1 Surfermoon 2017-09-24
I don't think you understand the difference between beach front property in Malibu vs New Jersey. People will always want something better than what they have and the only way to prevent people from taking it violently is to have mechanism where people can trade what they own for something they want.

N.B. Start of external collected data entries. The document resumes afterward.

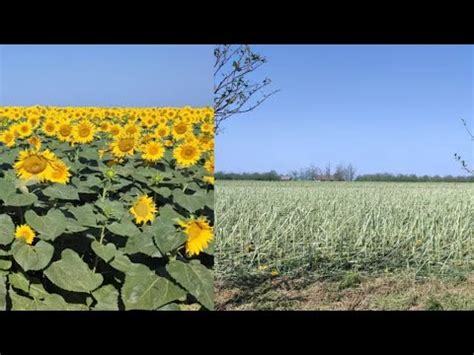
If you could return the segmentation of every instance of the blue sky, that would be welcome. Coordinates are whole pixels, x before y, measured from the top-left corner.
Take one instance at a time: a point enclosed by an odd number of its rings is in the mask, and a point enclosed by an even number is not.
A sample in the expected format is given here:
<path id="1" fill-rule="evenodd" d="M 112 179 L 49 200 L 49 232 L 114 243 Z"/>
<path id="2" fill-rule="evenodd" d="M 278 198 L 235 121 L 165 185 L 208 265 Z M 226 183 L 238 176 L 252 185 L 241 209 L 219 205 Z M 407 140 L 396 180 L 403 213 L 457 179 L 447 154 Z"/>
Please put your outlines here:
<path id="1" fill-rule="evenodd" d="M 209 106 L 213 46 L 0 46 L 0 105 Z"/>
<path id="2" fill-rule="evenodd" d="M 254 49 L 268 59 L 259 70 L 281 92 L 225 124 L 218 171 L 343 162 L 360 174 L 463 175 L 453 154 L 473 157 L 460 121 L 474 126 L 471 46 Z"/>

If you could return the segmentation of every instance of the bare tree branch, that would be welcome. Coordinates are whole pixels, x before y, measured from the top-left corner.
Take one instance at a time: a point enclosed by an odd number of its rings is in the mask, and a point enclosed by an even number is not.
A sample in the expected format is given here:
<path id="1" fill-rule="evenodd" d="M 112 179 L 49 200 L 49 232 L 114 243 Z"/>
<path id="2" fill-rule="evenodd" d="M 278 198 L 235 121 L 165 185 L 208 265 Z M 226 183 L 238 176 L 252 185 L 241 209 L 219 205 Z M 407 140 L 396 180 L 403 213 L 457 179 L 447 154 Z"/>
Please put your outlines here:
<path id="1" fill-rule="evenodd" d="M 471 138 L 471 141 L 474 141 L 474 135 L 472 134 L 469 127 L 467 126 L 466 120 L 464 118 L 461 118 L 461 121 L 462 121 L 462 124 L 463 124 L 464 128 L 466 129 L 467 134 Z M 463 168 L 463 170 L 467 171 L 469 174 L 474 175 L 474 170 L 469 168 L 469 165 L 466 163 L 466 161 L 464 159 L 462 159 L 462 157 L 459 154 L 454 153 L 454 159 L 456 159 L 458 162 L 461 163 L 461 167 Z"/>
<path id="2" fill-rule="evenodd" d="M 254 110 L 280 90 L 265 93 L 271 80 L 251 78 L 267 60 L 253 52 L 249 45 L 219 45 L 214 56 L 214 112 L 218 134 L 225 120 Z"/>

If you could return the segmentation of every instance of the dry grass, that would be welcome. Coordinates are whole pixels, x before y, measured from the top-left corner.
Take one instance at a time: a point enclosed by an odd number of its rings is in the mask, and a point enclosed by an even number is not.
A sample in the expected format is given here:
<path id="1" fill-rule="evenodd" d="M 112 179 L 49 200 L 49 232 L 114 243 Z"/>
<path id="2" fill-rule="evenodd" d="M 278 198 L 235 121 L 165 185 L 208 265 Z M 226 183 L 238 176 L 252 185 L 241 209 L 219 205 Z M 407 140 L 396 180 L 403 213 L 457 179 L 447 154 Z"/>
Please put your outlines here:
<path id="1" fill-rule="evenodd" d="M 339 280 L 284 277 L 252 286 L 216 286 L 218 310 L 474 310 L 474 275 L 417 278 L 413 274 L 362 276 Z"/>

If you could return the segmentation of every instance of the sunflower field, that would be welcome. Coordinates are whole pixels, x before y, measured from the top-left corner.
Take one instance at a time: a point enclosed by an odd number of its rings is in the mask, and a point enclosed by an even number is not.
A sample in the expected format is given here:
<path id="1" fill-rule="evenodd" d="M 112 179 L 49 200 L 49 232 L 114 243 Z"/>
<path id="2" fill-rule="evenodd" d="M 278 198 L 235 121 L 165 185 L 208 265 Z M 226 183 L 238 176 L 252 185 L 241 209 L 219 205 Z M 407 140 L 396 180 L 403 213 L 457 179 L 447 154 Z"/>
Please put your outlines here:
<path id="1" fill-rule="evenodd" d="M 0 106 L 0 309 L 212 310 L 212 108 Z"/>

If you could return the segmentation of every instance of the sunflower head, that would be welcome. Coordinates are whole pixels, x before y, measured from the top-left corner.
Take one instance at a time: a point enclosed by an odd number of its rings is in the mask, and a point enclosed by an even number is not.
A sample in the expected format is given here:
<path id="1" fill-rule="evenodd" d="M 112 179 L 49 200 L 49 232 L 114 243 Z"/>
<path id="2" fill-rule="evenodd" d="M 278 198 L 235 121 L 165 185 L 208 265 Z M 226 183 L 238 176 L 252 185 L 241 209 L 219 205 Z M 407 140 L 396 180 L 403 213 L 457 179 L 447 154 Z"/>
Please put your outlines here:
<path id="1" fill-rule="evenodd" d="M 148 142 L 143 147 L 142 158 L 148 161 L 157 161 L 165 155 L 165 148 L 158 142 Z"/>
<path id="2" fill-rule="evenodd" d="M 153 199 L 147 195 L 138 197 L 130 208 L 130 213 L 135 217 L 137 224 L 152 222 L 155 219 L 156 211 Z"/>
<path id="3" fill-rule="evenodd" d="M 41 139 L 38 136 L 28 138 L 28 143 L 35 149 L 41 149 Z"/>
<path id="4" fill-rule="evenodd" d="M 21 226 L 16 227 L 15 237 L 22 239 L 26 244 L 31 244 L 35 238 L 35 232 L 29 225 L 22 224 Z"/>
<path id="5" fill-rule="evenodd" d="M 47 136 L 54 136 L 56 134 L 57 128 L 57 124 L 54 120 L 47 119 L 46 121 L 44 121 L 41 129 Z"/>
<path id="6" fill-rule="evenodd" d="M 74 143 L 90 143 L 94 140 L 95 126 L 88 120 L 82 120 L 73 129 Z"/>
<path id="7" fill-rule="evenodd" d="M 209 246 L 209 242 L 214 238 L 212 227 L 203 217 L 191 218 L 188 221 L 178 221 L 178 224 L 183 228 L 184 234 L 188 237 L 185 248 L 186 254 L 190 257 L 204 251 Z"/>
<path id="8" fill-rule="evenodd" d="M 195 143 L 184 143 L 176 147 L 173 156 L 179 165 L 189 167 L 196 164 L 201 157 L 201 150 Z"/>
<path id="9" fill-rule="evenodd" d="M 123 158 L 127 155 L 132 156 L 137 149 L 137 137 L 128 134 L 121 134 L 110 143 L 109 149 L 117 158 Z"/>

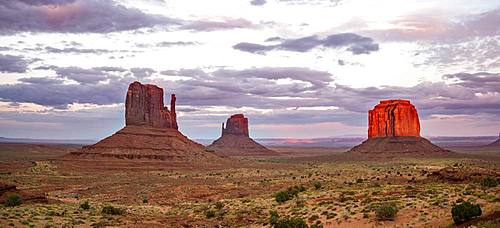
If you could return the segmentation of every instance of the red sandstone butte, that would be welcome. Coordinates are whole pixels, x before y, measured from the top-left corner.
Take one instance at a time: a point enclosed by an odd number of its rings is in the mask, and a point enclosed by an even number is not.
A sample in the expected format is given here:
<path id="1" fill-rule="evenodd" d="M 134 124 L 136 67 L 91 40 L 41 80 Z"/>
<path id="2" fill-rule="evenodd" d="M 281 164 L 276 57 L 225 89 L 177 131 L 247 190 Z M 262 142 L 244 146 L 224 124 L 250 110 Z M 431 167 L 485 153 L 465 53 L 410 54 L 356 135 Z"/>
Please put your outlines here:
<path id="1" fill-rule="evenodd" d="M 248 119 L 243 114 L 232 115 L 227 119 L 226 127 L 222 123 L 222 136 L 225 134 L 244 135 L 248 137 Z"/>
<path id="2" fill-rule="evenodd" d="M 162 88 L 131 83 L 125 99 L 125 127 L 94 145 L 72 152 L 67 159 L 154 159 L 175 165 L 225 162 L 225 158 L 206 151 L 178 130 L 175 101 L 172 95 L 168 110 L 163 104 Z"/>
<path id="3" fill-rule="evenodd" d="M 177 129 L 175 94 L 170 109 L 163 106 L 163 89 L 156 85 L 133 82 L 125 99 L 125 125 Z"/>
<path id="4" fill-rule="evenodd" d="M 368 138 L 420 137 L 420 122 L 409 100 L 383 100 L 368 111 Z"/>
<path id="5" fill-rule="evenodd" d="M 368 111 L 368 139 L 348 153 L 374 157 L 454 156 L 420 137 L 415 106 L 408 100 L 384 100 Z"/>
<path id="6" fill-rule="evenodd" d="M 222 123 L 222 135 L 208 148 L 227 156 L 272 156 L 276 152 L 267 149 L 250 138 L 248 119 L 243 114 L 232 115 Z"/>

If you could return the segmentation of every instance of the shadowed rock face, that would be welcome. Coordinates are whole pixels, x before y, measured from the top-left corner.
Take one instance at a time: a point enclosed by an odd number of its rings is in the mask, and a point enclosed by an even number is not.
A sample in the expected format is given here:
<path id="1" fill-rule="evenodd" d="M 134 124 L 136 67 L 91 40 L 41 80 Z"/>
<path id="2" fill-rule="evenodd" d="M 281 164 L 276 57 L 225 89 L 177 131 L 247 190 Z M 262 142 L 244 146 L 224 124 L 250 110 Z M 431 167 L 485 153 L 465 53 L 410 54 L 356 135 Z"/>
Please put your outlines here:
<path id="1" fill-rule="evenodd" d="M 128 87 L 125 99 L 125 125 L 178 129 L 175 100 L 172 94 L 169 111 L 163 106 L 162 88 L 133 82 Z"/>
<path id="2" fill-rule="evenodd" d="M 133 82 L 125 101 L 126 126 L 115 134 L 84 146 L 64 159 L 153 159 L 179 164 L 214 164 L 225 158 L 178 131 L 175 95 L 170 110 L 163 106 L 163 89 Z"/>
<path id="3" fill-rule="evenodd" d="M 271 156 L 276 152 L 255 142 L 248 134 L 248 119 L 243 114 L 232 115 L 222 123 L 222 136 L 208 148 L 227 156 Z"/>
<path id="4" fill-rule="evenodd" d="M 368 111 L 368 138 L 420 137 L 420 122 L 415 106 L 408 100 L 380 101 Z"/>
<path id="5" fill-rule="evenodd" d="M 222 124 L 222 136 L 226 134 L 244 135 L 248 137 L 248 119 L 243 114 L 232 115 L 227 119 L 226 127 Z"/>

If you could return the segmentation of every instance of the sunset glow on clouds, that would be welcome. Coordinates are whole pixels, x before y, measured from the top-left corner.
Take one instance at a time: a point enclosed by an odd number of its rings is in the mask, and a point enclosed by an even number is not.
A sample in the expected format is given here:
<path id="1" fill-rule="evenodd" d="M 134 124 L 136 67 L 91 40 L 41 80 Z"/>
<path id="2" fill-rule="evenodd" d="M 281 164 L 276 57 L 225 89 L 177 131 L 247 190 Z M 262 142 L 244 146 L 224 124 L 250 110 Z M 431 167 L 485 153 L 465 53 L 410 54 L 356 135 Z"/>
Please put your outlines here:
<path id="1" fill-rule="evenodd" d="M 393 98 L 424 135 L 496 135 L 499 24 L 484 0 L 2 1 L 0 136 L 107 136 L 135 80 L 191 138 L 236 112 L 256 138 L 364 136 Z"/>

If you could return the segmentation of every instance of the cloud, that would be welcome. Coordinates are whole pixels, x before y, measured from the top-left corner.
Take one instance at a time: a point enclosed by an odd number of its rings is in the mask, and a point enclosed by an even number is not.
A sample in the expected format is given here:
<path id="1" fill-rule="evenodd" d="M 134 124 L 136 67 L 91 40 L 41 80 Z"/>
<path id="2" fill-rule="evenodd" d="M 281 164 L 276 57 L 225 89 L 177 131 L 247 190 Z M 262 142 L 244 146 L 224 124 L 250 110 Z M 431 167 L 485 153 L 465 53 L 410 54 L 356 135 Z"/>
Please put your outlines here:
<path id="1" fill-rule="evenodd" d="M 363 33 L 381 40 L 460 41 L 472 37 L 500 35 L 500 8 L 458 18 L 447 15 L 416 14 L 392 21 L 393 28 L 365 30 Z"/>
<path id="2" fill-rule="evenodd" d="M 95 84 L 110 78 L 110 75 L 99 69 L 84 69 L 80 67 L 56 67 L 59 78 L 70 79 L 82 84 Z"/>
<path id="3" fill-rule="evenodd" d="M 0 72 L 2 73 L 25 73 L 29 61 L 22 56 L 0 54 Z"/>
<path id="4" fill-rule="evenodd" d="M 0 2 L 0 34 L 109 33 L 180 23 L 177 19 L 147 14 L 112 0 Z"/>
<path id="5" fill-rule="evenodd" d="M 18 79 L 18 81 L 28 83 L 28 84 L 36 84 L 36 85 L 40 85 L 40 86 L 63 83 L 63 80 L 61 80 L 61 79 L 48 78 L 48 77 L 20 78 L 20 79 Z"/>
<path id="6" fill-rule="evenodd" d="M 149 68 L 48 68 L 57 76 L 21 78 L 16 84 L 0 85 L 0 99 L 56 109 L 75 103 L 110 105 L 122 103 L 128 84 L 139 80 L 161 86 L 167 96 L 176 93 L 179 105 L 190 112 L 186 118 L 195 122 L 198 117 L 208 121 L 207 116 L 214 110 L 229 114 L 220 108 L 229 107 L 257 110 L 253 118 L 260 123 L 336 121 L 364 126 L 367 110 L 384 99 L 410 99 L 423 119 L 435 114 L 487 113 L 500 117 L 498 73 L 448 74 L 443 76 L 444 82 L 422 82 L 411 87 L 352 88 L 334 84 L 328 72 L 299 67 L 164 70 L 154 78 L 149 76 L 158 71 Z M 182 77 L 171 81 L 168 76 Z M 207 107 L 218 108 L 210 111 Z"/>
<path id="7" fill-rule="evenodd" d="M 252 1 L 250 1 L 250 5 L 252 5 L 252 6 L 262 6 L 266 3 L 267 3 L 266 0 L 252 0 Z"/>
<path id="8" fill-rule="evenodd" d="M 271 38 L 267 39 L 270 40 Z M 278 40 L 275 37 L 273 40 Z M 325 48 L 346 48 L 354 55 L 370 54 L 378 51 L 379 46 L 372 38 L 363 37 L 354 33 L 339 33 L 329 35 L 324 39 L 318 36 L 307 36 L 298 39 L 280 40 L 279 44 L 261 45 L 254 43 L 238 43 L 233 46 L 234 49 L 250 52 L 250 53 L 265 53 L 271 50 L 286 50 L 294 52 L 307 52 L 317 47 Z"/>
<path id="9" fill-rule="evenodd" d="M 131 68 L 130 71 L 134 74 L 136 78 L 147 78 L 151 76 L 156 71 L 152 68 Z"/>
<path id="10" fill-rule="evenodd" d="M 316 87 L 325 87 L 333 81 L 332 75 L 328 72 L 311 70 L 302 67 L 262 67 L 246 70 L 218 70 L 213 75 L 219 78 L 248 79 L 262 78 L 270 80 L 293 79 L 309 82 Z"/>
<path id="11" fill-rule="evenodd" d="M 197 45 L 197 42 L 184 42 L 184 41 L 175 41 L 175 42 L 168 42 L 168 41 L 163 41 L 159 42 L 156 44 L 157 47 L 172 47 L 172 46 L 190 46 L 190 45 Z"/>
<path id="12" fill-rule="evenodd" d="M 187 22 L 180 27 L 180 29 L 194 30 L 194 31 L 216 31 L 228 29 L 244 29 L 257 27 L 251 21 L 243 18 L 223 18 L 222 20 L 197 20 Z"/>
<path id="13" fill-rule="evenodd" d="M 194 41 L 162 41 L 158 43 L 138 43 L 135 46 L 138 48 L 151 48 L 151 47 L 175 47 L 175 46 L 191 46 L 199 45 L 200 43 Z"/>
<path id="14" fill-rule="evenodd" d="M 331 5 L 336 6 L 342 0 L 278 0 L 278 2 L 287 3 L 289 5 Z"/>
<path id="15" fill-rule="evenodd" d="M 453 42 L 422 44 L 417 53 L 428 56 L 420 65 L 464 71 L 500 68 L 500 39 L 476 37 Z"/>
<path id="16" fill-rule="evenodd" d="M 113 83 L 61 84 L 50 78 L 22 79 L 24 83 L 0 85 L 0 98 L 65 109 L 73 103 L 122 103 L 128 81 Z"/>
<path id="17" fill-rule="evenodd" d="M 77 53 L 77 54 L 102 54 L 102 53 L 110 53 L 113 52 L 111 50 L 105 49 L 89 49 L 89 48 L 75 48 L 75 47 L 67 47 L 67 48 L 55 48 L 47 46 L 45 50 L 50 53 Z"/>

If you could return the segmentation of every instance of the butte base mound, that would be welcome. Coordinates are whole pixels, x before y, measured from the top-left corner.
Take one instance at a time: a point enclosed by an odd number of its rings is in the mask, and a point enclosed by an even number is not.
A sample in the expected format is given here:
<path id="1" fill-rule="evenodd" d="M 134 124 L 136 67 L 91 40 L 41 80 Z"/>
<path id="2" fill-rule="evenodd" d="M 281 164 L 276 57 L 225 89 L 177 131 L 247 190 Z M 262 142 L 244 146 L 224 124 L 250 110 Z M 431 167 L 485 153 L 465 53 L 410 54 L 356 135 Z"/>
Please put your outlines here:
<path id="1" fill-rule="evenodd" d="M 196 143 L 179 130 L 175 112 L 163 106 L 163 89 L 133 82 L 125 100 L 125 127 L 98 143 L 72 152 L 69 158 L 133 159 L 188 163 L 217 163 L 226 160 Z"/>
<path id="2" fill-rule="evenodd" d="M 368 139 L 348 151 L 366 156 L 450 156 L 420 136 L 417 109 L 408 100 L 383 100 L 368 112 Z"/>
<path id="3" fill-rule="evenodd" d="M 248 119 L 243 114 L 232 115 L 226 126 L 222 123 L 222 135 L 208 148 L 227 156 L 276 156 L 277 152 L 255 142 L 248 133 Z"/>

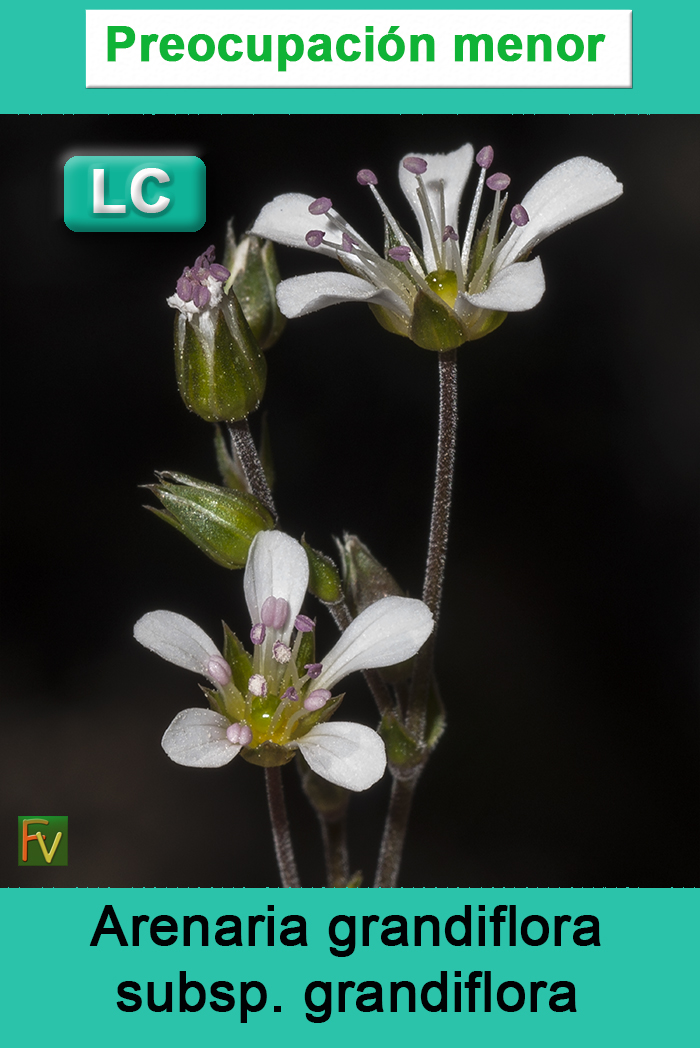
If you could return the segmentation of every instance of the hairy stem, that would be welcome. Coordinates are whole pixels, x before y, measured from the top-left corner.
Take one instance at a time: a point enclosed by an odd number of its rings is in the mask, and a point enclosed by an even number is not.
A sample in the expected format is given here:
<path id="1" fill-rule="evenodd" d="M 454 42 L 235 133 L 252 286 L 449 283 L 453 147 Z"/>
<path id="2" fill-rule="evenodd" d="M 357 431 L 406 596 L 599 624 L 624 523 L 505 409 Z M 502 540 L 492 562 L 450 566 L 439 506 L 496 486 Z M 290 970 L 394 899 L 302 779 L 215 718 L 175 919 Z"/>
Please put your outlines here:
<path id="1" fill-rule="evenodd" d="M 345 888 L 350 879 L 346 814 L 343 812 L 339 818 L 328 818 L 319 812 L 318 818 L 326 860 L 326 886 Z"/>
<path id="2" fill-rule="evenodd" d="M 452 508 L 452 482 L 457 443 L 457 351 L 439 354 L 440 417 L 438 424 L 437 464 L 433 489 L 433 512 L 430 520 L 428 558 L 423 580 L 423 600 L 435 617 L 435 629 L 416 656 L 408 704 L 407 727 L 414 739 L 425 734 L 425 711 L 433 674 L 435 634 L 442 599 L 442 584 L 447 560 L 447 539 Z"/>
<path id="3" fill-rule="evenodd" d="M 338 629 L 346 630 L 352 622 L 352 615 L 350 614 L 350 608 L 348 607 L 347 601 L 339 600 L 335 604 L 327 604 L 326 607 L 330 611 L 333 621 Z M 380 716 L 383 717 L 394 707 L 388 687 L 377 670 L 363 670 L 362 676 L 365 678 L 365 683 L 372 693 L 372 698 L 377 704 Z"/>
<path id="4" fill-rule="evenodd" d="M 265 470 L 262 467 L 253 435 L 250 432 L 248 419 L 243 418 L 239 422 L 229 422 L 228 431 L 234 451 L 246 475 L 251 493 L 255 495 L 256 499 L 260 499 L 275 520 L 277 520 L 275 500 L 272 497 L 270 485 L 267 483 Z"/>
<path id="5" fill-rule="evenodd" d="M 265 768 L 265 785 L 267 786 L 267 806 L 270 810 L 272 836 L 275 842 L 275 855 L 280 871 L 283 888 L 300 888 L 297 864 L 292 848 L 292 837 L 289 832 L 287 807 L 284 803 L 282 771 L 280 768 Z"/>
<path id="6" fill-rule="evenodd" d="M 408 818 L 411 814 L 413 793 L 420 770 L 411 779 L 394 779 L 391 787 L 389 810 L 384 824 L 384 836 L 379 850 L 375 888 L 396 888 L 399 869 L 406 843 Z"/>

1 TinKnockinMoroccan 2017-09-24
I've lived through enough hurricanes to know that beach front property is a bad idea.
1 myedgyname 2017-09-24
One just needs to be prepared to rebuild is all. It will eventually happen if you stay on the coast long enuf. Source: Harvey messed my shit up in Rockport, TX
1 TinKnockinMoroccan 2017-09-24
The coast is overrated. Being within an hour's drive is fine.
1 myedgyname 2017-09-24
Agree. I'm a few miles away from water, tucked safely in the live oaks.
1 Surfermoon 2017-09-24
No hurricanes in Malibu though.
1 TinKnockinMoroccan 2017-09-24
Tsunamis.
1 Surfermoon 2017-09-24
why not a SUEnami or sumpthin?
1 TinKnockinMoroccan 2017-09-24
They only make landfall on the back of long island dagos.
1 br0wnb3rry 2017-09-24
Unless it's beach on a great lake :D Fresh water is the spot.
1 TinKnockinMoroccan 2017-09-24
The okeechobee hurricane was one of the deadliest in US history.
1 whitenoisegarbling 2017-09-24
A world run by AI's like the Minds in The Culture series would be fucking sweet imo. It's basically a post scarcity anarcho-communist pseudo-utopia run by AI's that consider providing for the needs of and protecting the free-will of organic consciousnesses to be a moral imperative. People always focus on skynet stuff when imagining AI scenarios, but there are alternatives that are much more uplifting.
1 TinKnockinMoroccan 2017-09-24
AI implants in our brains that compensate for our undeveloped critical thinking skills and eliminate our naturally violent and tribal tendencies. that is what we need.
1 Reality_is_a_scam 2017-09-24
benevolent AI to assist humanity? sure why not.
some say we need it to fight the malevolent AI.
1 ServantofSaturn 2017-09-24
That line of thinking is probably how we ended up in the YHWH supercomputer matrix.
1 Step2TheJep 2017-09-24
Profound username and post:username ratio. A rare combination.
1 aLiEn23ViSiToR 2017-09-24
The only way TRUE A.I. and a Human can work is if they have a true symbiotic relationship (Mutualism).
1 aLiEn23ViSiToR 2017-09-24
The only way TRUE A.I. and a Human can work is if they have a true symbiotic relationship (Mutualism)!
1 diamondstylus 2017-09-24
No!
1 DestroyBabylonSystem 2017-09-24
That's what they/it/AI would like you to think.
In reality AI will be a mythical/constructed narrative that roughly sounds like AI to the masses but it is controlled by the same old PTB who will now be freer to conduct themselves as they see fit ie. more ruthlessly, violently, prejudicially, psychopathically and then conveniently blame it on AI when entire countries are nuked or have nano insect swarms unleashed on them that inject long acting drugs or burrow into your brain etc...
1 Ophites 2017-09-24
Humans are GOOD, not bad. We wouldn't exist otherwise.